The Lord Bishop of Southwell and Nottingham received the following written answer on 8th November 2022:
The Lord Bishop of Southwell and Nottingham asked His Majesty’s Government what assessment they have made of the partnership between the conservation interests of the RSPB and the business Tarmac in the restoration of reedbeds at Langford Lowfields on the banks of the River Trent; and what steps they are taking to help landowners restore land in similar, environmentally-beneficial ways.
The Bishop of Southwell and Nottingham received the following written answer on 31st October 2022:
The Lord Bishop of Southwell and Nottingham asked His Majesty’s Government when they plan to introduce the Renters Reform Bill; and, given the increase in mortgage costs may lead to tenants spending longer in rented accommodation, what consideration they have given to bringing forward their timetable for seeking to get the Bill passed.
On 21st July 2022 the Bishop of Southwell and Nottingham, Rt Revd Paul Williams, delivered his maiden speech in the House of Lords during Lord Alton’s debate, “that this House takes note of (1) the impact of the Russian blockade of Ukrainian ports on food insecurity in developing countries, and (2) its contribution to the danger of famine in (a) the Horn of Africa, and (b) East Africa.”

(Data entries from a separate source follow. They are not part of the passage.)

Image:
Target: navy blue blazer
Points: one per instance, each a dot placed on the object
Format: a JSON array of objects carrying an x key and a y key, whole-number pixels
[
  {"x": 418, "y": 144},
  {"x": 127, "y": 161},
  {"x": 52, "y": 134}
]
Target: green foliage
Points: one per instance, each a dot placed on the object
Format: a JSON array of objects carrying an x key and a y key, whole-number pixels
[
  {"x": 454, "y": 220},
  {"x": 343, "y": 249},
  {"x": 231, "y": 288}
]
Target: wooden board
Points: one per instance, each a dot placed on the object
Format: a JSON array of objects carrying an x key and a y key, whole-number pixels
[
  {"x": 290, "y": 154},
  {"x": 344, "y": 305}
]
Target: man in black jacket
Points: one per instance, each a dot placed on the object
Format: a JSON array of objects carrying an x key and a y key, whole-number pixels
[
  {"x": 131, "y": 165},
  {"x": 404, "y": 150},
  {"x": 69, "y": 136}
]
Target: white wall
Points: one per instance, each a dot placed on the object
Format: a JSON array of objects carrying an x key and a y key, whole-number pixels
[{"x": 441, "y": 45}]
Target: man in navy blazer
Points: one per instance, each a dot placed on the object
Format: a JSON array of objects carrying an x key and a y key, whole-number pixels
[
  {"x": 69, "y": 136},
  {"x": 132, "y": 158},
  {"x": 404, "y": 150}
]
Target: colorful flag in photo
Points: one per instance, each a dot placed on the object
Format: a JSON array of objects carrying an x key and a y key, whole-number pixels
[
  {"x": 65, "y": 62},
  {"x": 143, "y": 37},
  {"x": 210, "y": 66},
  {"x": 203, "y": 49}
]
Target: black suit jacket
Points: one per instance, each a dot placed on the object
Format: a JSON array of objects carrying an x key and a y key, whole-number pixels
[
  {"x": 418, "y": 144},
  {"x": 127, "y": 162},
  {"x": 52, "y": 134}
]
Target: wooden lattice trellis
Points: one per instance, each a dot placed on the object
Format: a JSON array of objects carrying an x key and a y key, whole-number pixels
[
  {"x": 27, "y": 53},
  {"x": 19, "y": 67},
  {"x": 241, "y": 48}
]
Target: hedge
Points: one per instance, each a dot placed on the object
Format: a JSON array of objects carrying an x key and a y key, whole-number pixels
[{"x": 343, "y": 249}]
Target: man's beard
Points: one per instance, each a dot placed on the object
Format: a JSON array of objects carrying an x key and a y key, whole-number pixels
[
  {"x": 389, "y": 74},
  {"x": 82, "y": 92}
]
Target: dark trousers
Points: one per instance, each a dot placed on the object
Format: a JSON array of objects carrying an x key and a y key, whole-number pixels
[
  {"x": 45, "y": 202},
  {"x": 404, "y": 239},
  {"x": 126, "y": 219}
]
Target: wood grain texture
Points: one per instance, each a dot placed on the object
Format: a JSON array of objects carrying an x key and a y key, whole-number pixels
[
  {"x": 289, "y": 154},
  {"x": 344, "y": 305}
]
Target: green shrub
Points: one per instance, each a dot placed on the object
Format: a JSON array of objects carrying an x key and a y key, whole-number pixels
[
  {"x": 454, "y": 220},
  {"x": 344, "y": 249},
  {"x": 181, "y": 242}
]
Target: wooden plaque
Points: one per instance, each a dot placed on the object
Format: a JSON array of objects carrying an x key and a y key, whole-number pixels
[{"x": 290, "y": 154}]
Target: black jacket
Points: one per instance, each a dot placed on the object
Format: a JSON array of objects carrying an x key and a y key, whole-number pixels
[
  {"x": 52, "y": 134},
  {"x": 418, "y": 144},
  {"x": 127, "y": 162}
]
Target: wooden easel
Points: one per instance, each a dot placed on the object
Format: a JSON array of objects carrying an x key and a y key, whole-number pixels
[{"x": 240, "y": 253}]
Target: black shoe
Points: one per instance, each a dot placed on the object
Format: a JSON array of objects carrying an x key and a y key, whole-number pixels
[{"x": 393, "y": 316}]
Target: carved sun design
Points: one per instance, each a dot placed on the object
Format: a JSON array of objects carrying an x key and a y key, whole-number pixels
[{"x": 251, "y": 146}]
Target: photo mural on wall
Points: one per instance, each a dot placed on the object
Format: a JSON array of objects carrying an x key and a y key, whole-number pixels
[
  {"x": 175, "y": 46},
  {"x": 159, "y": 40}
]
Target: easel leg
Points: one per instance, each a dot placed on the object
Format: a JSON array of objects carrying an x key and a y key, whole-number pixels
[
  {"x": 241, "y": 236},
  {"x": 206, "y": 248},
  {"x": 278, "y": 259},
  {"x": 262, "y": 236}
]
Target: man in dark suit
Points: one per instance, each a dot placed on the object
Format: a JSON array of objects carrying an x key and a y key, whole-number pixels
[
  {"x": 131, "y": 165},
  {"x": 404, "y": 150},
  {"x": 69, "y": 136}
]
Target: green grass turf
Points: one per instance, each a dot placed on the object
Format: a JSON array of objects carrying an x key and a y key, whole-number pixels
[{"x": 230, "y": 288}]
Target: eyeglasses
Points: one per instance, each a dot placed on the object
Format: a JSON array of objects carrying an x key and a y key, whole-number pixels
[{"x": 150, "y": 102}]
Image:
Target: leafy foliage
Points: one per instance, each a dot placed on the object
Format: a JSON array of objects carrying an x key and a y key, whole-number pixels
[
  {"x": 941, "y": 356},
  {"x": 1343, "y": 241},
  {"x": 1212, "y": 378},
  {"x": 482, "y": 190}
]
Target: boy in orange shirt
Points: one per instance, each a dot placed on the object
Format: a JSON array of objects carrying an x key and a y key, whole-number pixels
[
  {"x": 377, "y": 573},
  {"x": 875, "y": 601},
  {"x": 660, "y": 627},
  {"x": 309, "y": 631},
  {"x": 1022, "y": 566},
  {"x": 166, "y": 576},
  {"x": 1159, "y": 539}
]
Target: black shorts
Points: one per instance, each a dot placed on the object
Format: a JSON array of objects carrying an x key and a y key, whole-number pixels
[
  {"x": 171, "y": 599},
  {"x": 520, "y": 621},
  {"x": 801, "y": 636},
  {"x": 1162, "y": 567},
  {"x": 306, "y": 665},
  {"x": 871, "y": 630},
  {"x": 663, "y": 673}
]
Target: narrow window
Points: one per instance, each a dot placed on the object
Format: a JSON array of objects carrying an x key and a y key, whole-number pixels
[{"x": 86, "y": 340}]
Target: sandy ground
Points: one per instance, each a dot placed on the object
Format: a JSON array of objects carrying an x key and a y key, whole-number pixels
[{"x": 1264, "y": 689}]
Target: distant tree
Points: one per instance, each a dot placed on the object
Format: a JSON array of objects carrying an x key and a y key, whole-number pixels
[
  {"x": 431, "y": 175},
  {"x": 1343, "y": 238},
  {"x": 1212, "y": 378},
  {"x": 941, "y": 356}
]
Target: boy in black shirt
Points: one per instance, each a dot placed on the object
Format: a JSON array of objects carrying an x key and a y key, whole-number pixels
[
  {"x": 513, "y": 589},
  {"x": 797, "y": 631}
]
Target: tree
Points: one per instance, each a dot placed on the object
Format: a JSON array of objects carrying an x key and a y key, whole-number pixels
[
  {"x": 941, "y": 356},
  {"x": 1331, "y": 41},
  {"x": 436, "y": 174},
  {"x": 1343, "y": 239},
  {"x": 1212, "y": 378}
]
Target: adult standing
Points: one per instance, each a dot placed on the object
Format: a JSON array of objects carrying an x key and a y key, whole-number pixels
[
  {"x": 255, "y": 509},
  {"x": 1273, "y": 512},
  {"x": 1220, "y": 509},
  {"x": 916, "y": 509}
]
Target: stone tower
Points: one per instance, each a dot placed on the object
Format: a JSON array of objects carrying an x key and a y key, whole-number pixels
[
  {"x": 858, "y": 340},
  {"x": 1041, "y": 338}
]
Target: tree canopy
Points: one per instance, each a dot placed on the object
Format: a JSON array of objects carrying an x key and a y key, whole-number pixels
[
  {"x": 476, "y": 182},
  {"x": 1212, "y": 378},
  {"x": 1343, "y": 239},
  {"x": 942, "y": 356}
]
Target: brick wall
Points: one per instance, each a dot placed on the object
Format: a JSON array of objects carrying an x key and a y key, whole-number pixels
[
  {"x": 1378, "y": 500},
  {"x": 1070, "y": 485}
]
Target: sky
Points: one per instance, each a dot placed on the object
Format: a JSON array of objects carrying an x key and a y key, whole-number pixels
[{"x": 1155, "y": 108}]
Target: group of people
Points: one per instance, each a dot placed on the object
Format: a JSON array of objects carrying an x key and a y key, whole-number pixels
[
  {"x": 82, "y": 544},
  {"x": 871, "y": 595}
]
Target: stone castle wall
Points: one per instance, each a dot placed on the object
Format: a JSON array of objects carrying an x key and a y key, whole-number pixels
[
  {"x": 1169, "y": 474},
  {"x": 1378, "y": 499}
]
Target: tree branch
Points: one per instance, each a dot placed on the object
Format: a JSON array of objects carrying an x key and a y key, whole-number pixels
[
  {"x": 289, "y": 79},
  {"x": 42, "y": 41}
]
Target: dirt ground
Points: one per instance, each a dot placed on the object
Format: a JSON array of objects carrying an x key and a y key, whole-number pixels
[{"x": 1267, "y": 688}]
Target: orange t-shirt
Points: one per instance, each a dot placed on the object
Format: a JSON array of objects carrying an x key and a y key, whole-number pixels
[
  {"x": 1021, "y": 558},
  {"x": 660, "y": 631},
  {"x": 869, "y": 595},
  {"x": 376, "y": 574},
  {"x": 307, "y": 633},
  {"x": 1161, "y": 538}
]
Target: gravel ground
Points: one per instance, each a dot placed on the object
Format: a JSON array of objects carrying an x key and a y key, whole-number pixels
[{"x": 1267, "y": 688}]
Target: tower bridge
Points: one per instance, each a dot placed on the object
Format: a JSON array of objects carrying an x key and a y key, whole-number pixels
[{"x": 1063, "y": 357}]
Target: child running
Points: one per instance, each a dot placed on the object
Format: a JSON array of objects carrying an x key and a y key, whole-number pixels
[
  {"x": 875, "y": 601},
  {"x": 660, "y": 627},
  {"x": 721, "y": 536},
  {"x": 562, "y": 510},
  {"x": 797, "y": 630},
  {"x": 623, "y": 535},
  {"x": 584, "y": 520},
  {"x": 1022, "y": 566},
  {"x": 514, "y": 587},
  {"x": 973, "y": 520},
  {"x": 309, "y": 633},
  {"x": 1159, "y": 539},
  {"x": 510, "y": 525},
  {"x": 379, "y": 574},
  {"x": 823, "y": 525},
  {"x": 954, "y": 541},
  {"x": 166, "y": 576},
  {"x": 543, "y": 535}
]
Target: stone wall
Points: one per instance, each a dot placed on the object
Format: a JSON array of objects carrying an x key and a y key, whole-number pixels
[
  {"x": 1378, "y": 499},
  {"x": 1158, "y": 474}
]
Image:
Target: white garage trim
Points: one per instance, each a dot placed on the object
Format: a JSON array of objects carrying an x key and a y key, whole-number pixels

The Lord Bishop of Southwell and Nottingham (Maiden Speech): My Lords, I begin by thanking fellow Members for their gracious welcome and expressing my gratitude to the parliamentary staff and officers who have so kindly supported my introduction to the House.
It is an honour to make this maiden speech in such an important debate, which focuses so clearly on the needs of the most vulnerable: those affected by the sudden steep rise in global food prices resulting from Russia’s terrible war and blockade in Ukraine. I pay tribute to the noble Lord, Lord Alton, both for bringing this debate to the House and for his long record of campaigning advocacy on behalf of those whose suffering is too often overlooked.